Gunter Dueck bei den „Neckargemünder Gesprächen“ über Digitalisierung
Bei der jüngsten Veranstaltung unserer Gesprächsreihe am Montag, 28. Mai sprach Gunter Dueck im bis auf den letzten Platz besetzten Jakobssalon über die Digitalisierung. Der Waldhilsbacher Buchautor, Mathematiker und ehemalige IBM-Cheftechnologe beschrieb dabei einen weiten Bogen, ausgiebig mit eigenen Erfahrungen und Anekdoten aufgelockert und konstatierte an vielen Einzelbeispielen, wie tiefgreifend der digitale Wandel die Verhältnisse verändern wird und wie wenig Wirtschaft, Politik und wir alle darauf vorbereitet sind.
Das beginne beim Schulunterricht, der sich z.B. in Bezug auf die Mathematik immer noch sehr an den Anforderungen an künftige Ingenieuere orientiert, statt an das Rüstzeug für viele Berufe zu vermitteln, die in den kommenden Jahren wichtiger werden. Es gehe weiter bei den Experten für Batterietechnologie, die längst eifrig von entschlossenen Unternehmen eingestellt werden, während die deutsche Industrie dabei ist, den Trend zur Elektromobilität weiter abzuwarten. In vielen Berufen sei die Herausforderungen in Zukunft, sich weg von den einfacheren, automatisierbaren Tätigkeiten hin zu den „höherwertigen“ zu orientieren, die menschlichen Kontakt und Verhandlung, Beratung und die Erstellung von komplexeren Gesamtlösungen erforderten.

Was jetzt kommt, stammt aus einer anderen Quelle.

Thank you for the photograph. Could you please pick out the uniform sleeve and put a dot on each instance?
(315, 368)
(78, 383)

Verwundert bis amüsiert kommentierte Dueck die Diskussion über manche ethische Fragen beim autonomen Fahren: Die dort bisweilen betrachteten Konstellationen (soll das selbständig fahrende auto eher diese oder jene Person überfahren, wenn ein Bremsen nicht mehr möglich sei?) seien über die Maßen exotisch und weltfremd. Stattdessen werde die einfache Tatsache, dass beim Löwenanteil der derzeit noch geschehenden, von Menschen verursachten Unfälle die Maschinen ungleich sicherer fahren, oft schlicht übersehen. Und überhaupt: Unsere derzeitigen Fahrzeuge stünden die meiste Zeit ungenützt herum, wohingegen autonome Fahrzeuge bei Bedarf heranrollen, um danach den nächsten Passagier anderswo aufzunehmen. Das autonome Fahren sei nicht nur in dieser Hinsicht, nichts anderes als ein großer, echter Fortschritt.

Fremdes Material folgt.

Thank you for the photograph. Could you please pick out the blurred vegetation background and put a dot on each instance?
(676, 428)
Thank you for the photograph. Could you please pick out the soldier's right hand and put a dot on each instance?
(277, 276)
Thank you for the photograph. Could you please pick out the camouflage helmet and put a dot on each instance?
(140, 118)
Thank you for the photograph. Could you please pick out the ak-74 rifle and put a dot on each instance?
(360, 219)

Dueck interpretierte das Thema „Digitalisierung“ breit und überraschte damit einige der Anwesenden, die vielleicht auf knackige Stellungnahmen zu Datenschutz oder zu den Praktiken von Regierungen und Firmen gehofft hatten. Statt dessen stellte er dem Publikum unter anderen die „Akerlof-Spirale“ vor, ein Erklärungsmodell, das Krisen auf Märkten beschreibt, auf denen der Anbieter einen Informationsvorsprung vor dem Nachfrager hat und diesen ausnützt, was zu stetig sinkender Qualität und fallenden Preisen bis zum Zusammenbruch der Märkte führen kann. Ärgerlich – aber oft zu unrecht der Digitalisierung angelastet.

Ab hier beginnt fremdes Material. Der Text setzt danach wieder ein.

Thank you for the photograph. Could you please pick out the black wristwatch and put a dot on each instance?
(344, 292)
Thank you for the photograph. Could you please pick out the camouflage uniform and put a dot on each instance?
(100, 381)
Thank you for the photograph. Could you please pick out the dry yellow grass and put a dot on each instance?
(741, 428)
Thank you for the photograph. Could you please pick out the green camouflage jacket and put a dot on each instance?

Nach den Ende von Duecks Vortrag gab es intensiven Gesprächsbedarf und der Vortragende und sein Publikum verbrachten eine weitere Stunde mit Fragen, wie ob denn Schulen tatsächlich so weit hinter den Erfordernissen der Zukunft hinterherhinkten oder was denn die ArbeitnehmerInnen tun könnten, die den Spring hin zu diesen höherwertigen Tätigkeiten nicht schaffen.